According to SCMP, Masidi was working to convince private investors and the federal government to pump more money into the state to capitalise on the Chinese tourism boom.

He said the single-terminal Kota Kinabalu International Airport, which saw some 7.9 million passengers last year, needed to have its capacity improved.

“This is something that we must tackle urgently or we will miss out on opportunities to build on our current success with the Chinese,” he was quoted as saying.

Sabah received more than 3.65 million China tourists in 2017, an increase of 430,000 or more than 14% compared with the year before.

The state’s tourism revenue during that period was estimated at about RM7.7 billion.

SCMP also quoted tourism consultant Gary Bowerman, an author of a book on Chinese tourists, as saying that air connectivity was “the critical factor” to drive growth in Chinese arrivals.

“Greater choice and frequency of flights is encouraging different types of travellers to visit – from package tourists to young adventurers, groups of friends to extended families and luxury travellers to business visitors, adding leisure time to their trips,” he was quoted as saying.

However, he added that there could be a downside to relying excessively on the Chinese.
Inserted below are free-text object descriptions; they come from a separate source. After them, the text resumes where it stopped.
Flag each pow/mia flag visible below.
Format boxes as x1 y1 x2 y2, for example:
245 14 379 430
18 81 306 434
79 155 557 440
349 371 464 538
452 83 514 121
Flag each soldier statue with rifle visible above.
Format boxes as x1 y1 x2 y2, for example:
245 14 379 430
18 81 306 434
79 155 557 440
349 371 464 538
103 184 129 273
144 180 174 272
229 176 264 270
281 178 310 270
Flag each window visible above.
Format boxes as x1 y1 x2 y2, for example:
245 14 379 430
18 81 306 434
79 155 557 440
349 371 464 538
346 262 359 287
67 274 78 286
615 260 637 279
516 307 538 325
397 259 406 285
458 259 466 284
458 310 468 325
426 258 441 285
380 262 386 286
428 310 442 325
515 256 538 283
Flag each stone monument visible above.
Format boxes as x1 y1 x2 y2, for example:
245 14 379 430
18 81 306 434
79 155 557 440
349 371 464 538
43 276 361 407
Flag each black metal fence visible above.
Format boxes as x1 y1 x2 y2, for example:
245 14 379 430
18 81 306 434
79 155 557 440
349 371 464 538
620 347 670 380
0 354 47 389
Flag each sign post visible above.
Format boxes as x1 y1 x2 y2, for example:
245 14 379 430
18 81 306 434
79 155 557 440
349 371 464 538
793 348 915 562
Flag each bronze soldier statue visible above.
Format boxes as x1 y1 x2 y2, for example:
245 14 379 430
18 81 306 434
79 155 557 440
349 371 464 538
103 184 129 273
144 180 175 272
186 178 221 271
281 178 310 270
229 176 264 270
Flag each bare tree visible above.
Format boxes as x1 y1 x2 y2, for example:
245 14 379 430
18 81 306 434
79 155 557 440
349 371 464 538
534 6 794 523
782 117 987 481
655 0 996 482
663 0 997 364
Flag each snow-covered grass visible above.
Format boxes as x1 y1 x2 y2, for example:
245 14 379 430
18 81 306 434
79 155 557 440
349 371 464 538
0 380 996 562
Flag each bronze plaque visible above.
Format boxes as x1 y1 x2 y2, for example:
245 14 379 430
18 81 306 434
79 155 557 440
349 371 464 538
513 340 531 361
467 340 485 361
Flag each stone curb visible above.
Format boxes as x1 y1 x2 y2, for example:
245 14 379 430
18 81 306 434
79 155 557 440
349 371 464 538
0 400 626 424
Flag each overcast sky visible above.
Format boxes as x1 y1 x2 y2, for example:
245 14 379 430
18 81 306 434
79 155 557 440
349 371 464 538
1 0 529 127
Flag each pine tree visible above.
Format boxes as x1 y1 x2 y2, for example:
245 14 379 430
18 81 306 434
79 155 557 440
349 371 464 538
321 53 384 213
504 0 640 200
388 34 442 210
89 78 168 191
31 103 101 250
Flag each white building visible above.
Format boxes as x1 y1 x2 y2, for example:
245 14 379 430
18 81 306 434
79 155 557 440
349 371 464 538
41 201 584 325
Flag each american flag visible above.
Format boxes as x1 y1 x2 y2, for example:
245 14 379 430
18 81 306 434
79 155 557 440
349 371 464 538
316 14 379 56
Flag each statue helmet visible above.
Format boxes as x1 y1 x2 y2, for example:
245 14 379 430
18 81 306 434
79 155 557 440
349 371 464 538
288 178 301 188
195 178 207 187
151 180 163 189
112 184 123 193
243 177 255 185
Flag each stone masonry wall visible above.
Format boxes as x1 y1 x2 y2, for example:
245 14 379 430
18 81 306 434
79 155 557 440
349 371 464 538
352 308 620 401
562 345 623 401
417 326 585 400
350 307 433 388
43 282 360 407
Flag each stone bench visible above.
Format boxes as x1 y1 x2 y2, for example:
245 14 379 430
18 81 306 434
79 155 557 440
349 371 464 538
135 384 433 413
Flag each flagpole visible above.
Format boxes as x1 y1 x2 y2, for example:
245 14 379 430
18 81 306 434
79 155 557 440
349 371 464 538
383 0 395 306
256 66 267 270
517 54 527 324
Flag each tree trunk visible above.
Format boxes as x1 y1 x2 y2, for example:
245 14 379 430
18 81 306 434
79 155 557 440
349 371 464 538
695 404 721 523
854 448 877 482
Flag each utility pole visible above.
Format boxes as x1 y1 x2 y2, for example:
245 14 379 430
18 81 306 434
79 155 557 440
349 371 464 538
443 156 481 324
He pointed to South Korea’s tourism industry which had suffered “hugely damaging economic effect” after Chinese tourists stayed away following diplomatic tensions between Seoul and Beijing in 2016.

“The overlap of politics, economics and tourism must be considered by all destinations because China has integrated outbound tourism into its foreign policymaking and trade negotiations,” he was quoted as saying.